Zarówno na początku miesiąca czerwca 2009 r. ( na dzień 31.05.2009 r. ) jak i na koniec miesiąca czerwca 2009 r. ( na dzień 30.06.2009 r. ) spółka nie posiadała w gotowości środków pieniężnych o wartości 1.517.500 zł, tj. kwoty umożliwiającej dokonanie wypłaty dywidendy za rok 2000 i zwrotu dopłat. Na dzień 30.04.2009 r. spółka posiadała środki pieniężne w kwocie 1.184.169,87 zł, na dzień 31.05.2009 r. środki pieniężne w kwocie 448.377,30 zł, na dzień 30.06.2009 r. środki pieniężne w kwocie 415.972,75 zł.

Sytuacja uległa diametralnemu pogorszeniu w ostatnim miesiącu 2009 r. ( okres 13/2009 r. ). W tym okresie bowiem spółka osiągnęła stratę zarówno na poziomie wyniku ze sprzedaży jak i na całej działalności, kapitał własny spółki osiągnął wartość ujemną. Wszystkie wskaźniki płynności kształtowały się poniżej wartości wzorcowych, wszystkie modele ostrzegania przed upadłością plasowały spółkę w grupie bankrut. Strata powstała na koniec 2009 r. była wynikiem ujęcia księgowań związanych z zamknięciem roku, które oparte są w znacznej mierze na szacunkach wynikających z subiektywnej oceny spółki. Ujęcie tak dużych kwot w kosztach spółki, które spowodowały spadek wyniku spółki z zysku netto na poziomie 956.780 zł do straty w kwocie (-) 1.726.280 zł świadczy o bardzo ostrożnym podejściu spółki do kwestii wyceny bilansowej. Gdyby spółka nie wykazała tak krytycznego stosunku do wyceny pozycji bilansowych, w szczególności należności oraz udzielonej pożyczki, jej wyniki finansowe wykazywałyby na koniec 2009 r. znacznie korzystniejsze dla niej wartości.

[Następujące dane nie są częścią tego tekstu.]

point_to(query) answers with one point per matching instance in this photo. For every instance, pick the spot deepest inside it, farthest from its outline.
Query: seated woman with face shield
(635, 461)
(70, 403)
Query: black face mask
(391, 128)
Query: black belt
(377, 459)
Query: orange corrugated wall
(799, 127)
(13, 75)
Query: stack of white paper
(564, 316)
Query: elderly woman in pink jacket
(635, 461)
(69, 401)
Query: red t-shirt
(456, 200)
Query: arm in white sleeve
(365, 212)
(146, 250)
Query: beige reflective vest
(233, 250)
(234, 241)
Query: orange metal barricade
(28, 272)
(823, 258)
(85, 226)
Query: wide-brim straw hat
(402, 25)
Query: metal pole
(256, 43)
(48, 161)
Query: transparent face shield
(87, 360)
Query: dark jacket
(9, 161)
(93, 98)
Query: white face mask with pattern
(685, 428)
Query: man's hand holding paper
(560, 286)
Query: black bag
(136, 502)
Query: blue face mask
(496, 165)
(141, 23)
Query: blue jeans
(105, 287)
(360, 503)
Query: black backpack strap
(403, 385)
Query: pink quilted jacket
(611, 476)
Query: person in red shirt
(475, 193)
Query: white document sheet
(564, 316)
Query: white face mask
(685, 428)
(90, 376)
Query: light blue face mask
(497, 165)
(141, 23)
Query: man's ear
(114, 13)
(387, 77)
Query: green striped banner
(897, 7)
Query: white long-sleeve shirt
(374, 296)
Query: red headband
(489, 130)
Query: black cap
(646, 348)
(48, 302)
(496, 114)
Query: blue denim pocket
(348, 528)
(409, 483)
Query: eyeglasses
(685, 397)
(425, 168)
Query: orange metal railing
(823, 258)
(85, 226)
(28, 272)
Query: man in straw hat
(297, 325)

Na dzień 31.12.2009 r. spółka była w sytuacji obniżonego stopnia płynności ( część wskaźników poniżej normy ), a strata w układzie narastający spowodowała naruszenie kapitału podstawowego oraz wystąpienie ujemnego kapitału własnego.

W okresie 01/2009 r. – 11/2009 r. wszystkie modele ostrzegania przed upadłością plasowały spółkę w grupie nie-bankrut, natomiast według danych finansowych na dzień 31.12.2009 r. wskazywały zgodnie, że spółka znajduje się w grupie bankrut.

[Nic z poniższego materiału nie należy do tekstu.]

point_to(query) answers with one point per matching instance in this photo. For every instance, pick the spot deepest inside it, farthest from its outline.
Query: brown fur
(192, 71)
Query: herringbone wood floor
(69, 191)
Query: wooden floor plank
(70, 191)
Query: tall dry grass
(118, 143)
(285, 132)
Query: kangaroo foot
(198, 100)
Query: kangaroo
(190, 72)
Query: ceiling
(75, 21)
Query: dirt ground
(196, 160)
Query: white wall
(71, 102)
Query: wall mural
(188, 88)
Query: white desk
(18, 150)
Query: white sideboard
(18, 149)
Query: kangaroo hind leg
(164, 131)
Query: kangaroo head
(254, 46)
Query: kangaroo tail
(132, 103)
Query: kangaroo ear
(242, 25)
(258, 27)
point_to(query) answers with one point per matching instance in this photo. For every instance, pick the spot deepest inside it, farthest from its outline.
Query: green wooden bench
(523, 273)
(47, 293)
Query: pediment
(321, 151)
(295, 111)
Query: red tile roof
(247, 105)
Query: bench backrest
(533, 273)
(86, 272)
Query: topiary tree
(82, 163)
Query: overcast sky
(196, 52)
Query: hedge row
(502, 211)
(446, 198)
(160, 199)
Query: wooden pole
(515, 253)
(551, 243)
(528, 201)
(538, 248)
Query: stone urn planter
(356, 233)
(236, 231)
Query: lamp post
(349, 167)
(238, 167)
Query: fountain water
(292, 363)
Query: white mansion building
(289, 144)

Zarówno na początku miesiąca grudnia 2009 r. ( na dzień 30.11.2099 r. ) spółka nie posiadała środków pieniężnych o wartości 1.516.187,50 zł, tj. kwoty umożliwiającej dokonanie wypłaty dywidendy za rok 2000 w kwocie 992.500 zł oraz zrealizowanie zwrotu dopłat w kwocie 523.687,50 zł. Sytuacja finansowa spółki ( zdolność do generowania zysku ) – w trakcie roku 2009 – dawała realne podstawy do przyjęcia, że przy całkowitym spływie należności spółka posiadałaby zdolność do generowania strumienia środków pieniężnych umożliwiających rozliczenie tych zobowiązań.

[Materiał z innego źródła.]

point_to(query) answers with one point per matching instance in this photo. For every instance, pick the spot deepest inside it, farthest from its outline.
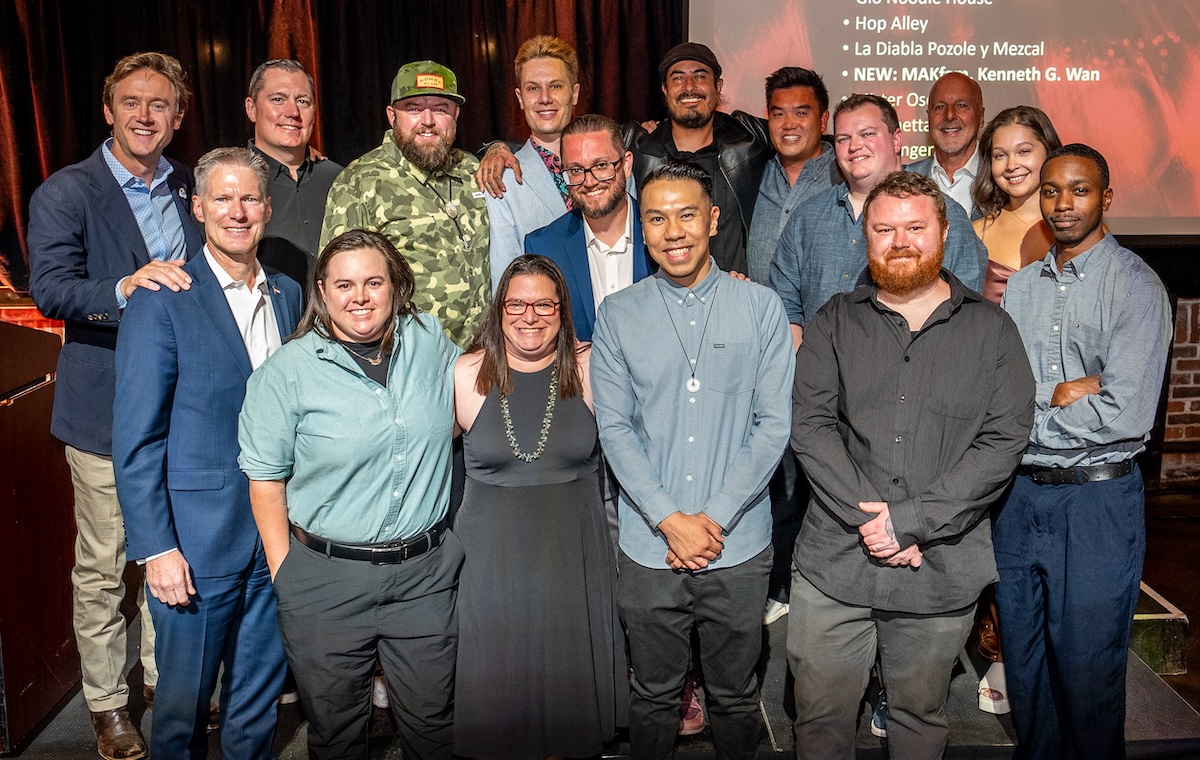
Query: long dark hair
(316, 315)
(493, 370)
(985, 193)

Spółka (...) z o.o. na koniec 2008 r. wypracowała zysk w kwocie 129.658,93 zł. W roku 2000 wypracowała zysk w kwocie 5.257.906,84 zł, z czego kwota 4.000.000 zł została przeznaczona na kapitał zapasowy. Na dzień 31.12.2008 r. spółka na kapitale zapasowym miała zgromadzone 5.848.836,56 zł. Na dzień 31.05.2009 r. na kapitale zapasowym miała zgromadzone środki w kwocie 2.848.840 zł. Na dzień 30.06.2009 r. spółka miała na kapitale zapasowym 1.848.840 zł.

Spółka w grudniu 2009 r. posiadała innych aniżeli pozwany wierzycieli pieniężnych, posiadała zobowiązania głównie wobec: kontrahentów z tytułu dostaw i usług, które w miesiącach listopad – grudzień 2009 r. kształtowały się na poziomie odpowiednio 229.380 zł i 609.700 zł, budżetu, które w miesiącach listopad – grudzień 2009 r. kształtowały się na poziomie odpowiednio 905.200 zł i 1.156.700 zł, spółki (...) Deutschland GmbH ( kontrahenta, który złożył wniosek o ogłoszenie upadłości spółki (...) z o.o. ) – z tytułu zaliczki w kwocie 500.000 Euro ( tj. 2.054.100 zł – wycena według kursu średniego NBP z dnia 31.12.2009 r. : 1 Euro = 4,1082 zł ).

Łączna wartość zobowiązań krótkoterminowych spółki wobec pozostałych jednostek na dzień 31.12.2009 r. wynosiła 5.038.170 zł ( tj. bez zobowiązań z tyt. Funduszy specjalnych – Zakładowego Funduszu Świadczeń Socjalnych ), a po odjęciu zobowiązań wobec pozwanego łączna wartość zobowiązań krótkoterminowych wynosiła 3.856.070 zł. Majątek posiadany przez spółkę na dzień 31.12.2009 r. według danych finansowych przed ujęciem księgowań rocznych pozwalał na pełne pokrycie jej wszystkich zobowiązań ( w tym zobowiązania z tytułu zaliczki wobec A. Deutschland GmbH ).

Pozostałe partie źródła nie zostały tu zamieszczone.